Com um congresso majoritariamente de direita, caso aprovado, seria a reforma possível. Não se trata de uma reforma política, que é muito mais ampla e envolve o sistema político, partidário e eleitoral. Desde a promulgação da Constituição de 1988 houve várias tentativas, como as comissões especiais temporárias de reforma política nos governos de Fernando Henrique Cardoso (relatório final apresentado em 1998) e também nos dois governos de Lula e no de Dilma Rousseff, que embora amplamente discutidos, tanto no Congresso Nacional como com a participação de especialistas, audiências públicas etc., não foi aprovada no Congresso Nacional (a quem cabe) uma ampla e profunda reforma política – apenas algumas mudanças pontuais, como entre outras, a Lei da Ficha Limpa (2010), fim do financiamento privado de campanhas eleitorais, fidelidade partidária e proibição de coligações em eleições proporcionais. Importantes, mas ainda insuficientes quando se trata de uma ampla (e necessária) reforma política e não apenas uma minirreforma eleitoral.

Esta minirreforma, como disse Raul Pont no citado artigo “foi aprovada a ‘toque de caixa’, mudanças que favorecem interesses pessoais dos próprios parlamentares, fragilizam os partidos, fraudam cotas de gênero, prejudicando candidaturas femininas e deturpam a necessária coerência programática que os partidos e candidatos deveriam apresentar no debate democrático na sociedade”.
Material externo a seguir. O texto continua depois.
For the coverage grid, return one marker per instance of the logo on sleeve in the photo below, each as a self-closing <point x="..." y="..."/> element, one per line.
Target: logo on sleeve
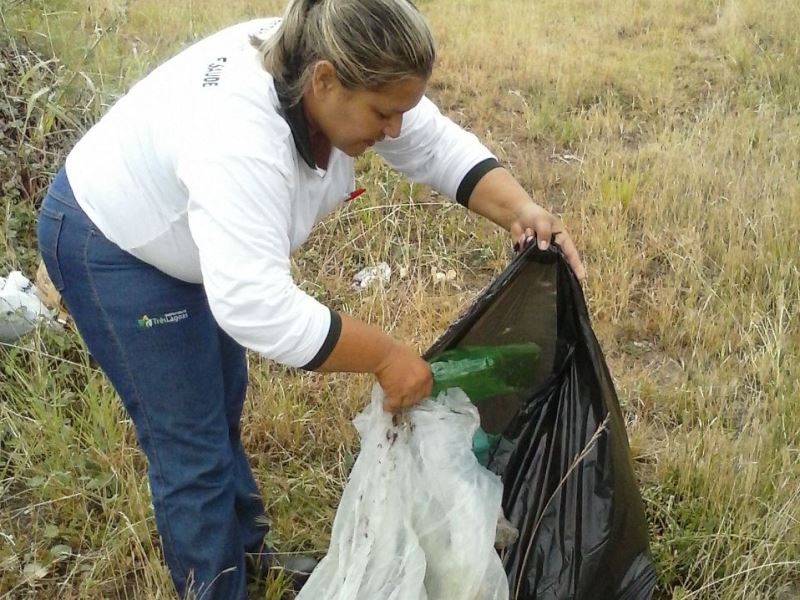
<point x="214" y="72"/>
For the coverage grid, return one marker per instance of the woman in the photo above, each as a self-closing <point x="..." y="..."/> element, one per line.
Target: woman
<point x="169" y="233"/>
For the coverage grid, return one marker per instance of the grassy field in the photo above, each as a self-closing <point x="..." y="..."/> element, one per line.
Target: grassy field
<point x="666" y="134"/>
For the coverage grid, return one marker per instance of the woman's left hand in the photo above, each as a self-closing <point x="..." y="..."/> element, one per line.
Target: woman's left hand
<point x="535" y="223"/>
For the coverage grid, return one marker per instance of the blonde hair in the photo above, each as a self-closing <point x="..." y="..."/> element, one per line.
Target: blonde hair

De qualquer forma, em função do tempo, talvez não seja votada no Senado. Uma matéria publicada por Igor Gadelha no site Metrópoles em 26 de setembro de 2023 tem como título Presidentes de partidos jogam a toalha da minirreforma eleitoral, informando que “Dirigentes partidários já admitem que minirreforma eleitoral não será aprovada a tempo de valer para as eleições municipais de 2024”. E , segundo a matéria, o “motivo, dizem, foi a decisão do presidente do Senado, Rodrigo Pacheco (PSD-MG), de colocar a minirreforma para tramitar junto ao projeto do novo código eleitoral, proposta com quase mil artigos” (https://www.metropoles.com/colunas/igor-gadelha/presidentes-de-partidos-jogam-a-toalha-da-minirreforma-eleitoral).

Mas há um conjunto de propostas já aprovadas pela Câmara dos Deputados e para ser votada no Senado e mesmo não sendo aprovadas para as próximas eleições, poderá entrar em vigor para as eleições de 2026, e assim, ao contrário da modernização e avanços com que procuraram justificar sua aprovação na Câmara dos Deputados, a minirreforma eleitoral representará não avanços, mas retrocessos, pelas razões explicitadas.